All the data is openly available.

### 3. Challenges

1. All the data is not available to download in usable format (excel-file, csv).

2. Spelling of company names vary in different sources, especially acronyms e.g. ltd <-> limited.

3. Good list of stock symbols challenging to find.

### 4. Size of data

At the moment, 3198 instances (companies) with six attributes. 

- Attributes will increase from here with at least 2.

- Instances will decrease. My preliminary plan was to have around 200 companies.

Data can be updated, but at the moment I don't see reason for it, since most of my data is annual. 

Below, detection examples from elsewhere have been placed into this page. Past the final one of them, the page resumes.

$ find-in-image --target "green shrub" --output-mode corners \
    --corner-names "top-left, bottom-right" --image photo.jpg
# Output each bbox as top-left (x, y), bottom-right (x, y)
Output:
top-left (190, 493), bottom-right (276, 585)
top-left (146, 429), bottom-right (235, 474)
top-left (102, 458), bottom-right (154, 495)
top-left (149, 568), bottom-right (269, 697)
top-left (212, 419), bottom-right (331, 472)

 $\Rightarrow$ ESG-rating agencies publish their reports once a year, dividends are mostly paid annually or semi-annually etc.

### 5. Normalization

Normalization is needed at least for these pieces of data:

 1. **Robecosam's** rating is between 0 and 100, where as for other two it is either 0 or 1.
 
   $\Rightarrow$ Plan is to normalize Robecosam's scores between 0 and 1 as well.
   
 2. Dividends paid.
 
   $\Rightarrow$ Information is in local currency (USD, EUR), so they are not comparable. One solution could be using e.g. **dividend     yield**, which is 
   
   $\frac{\text{dividend paid}}{\text{share price}}$
   
   to escape the currency differences.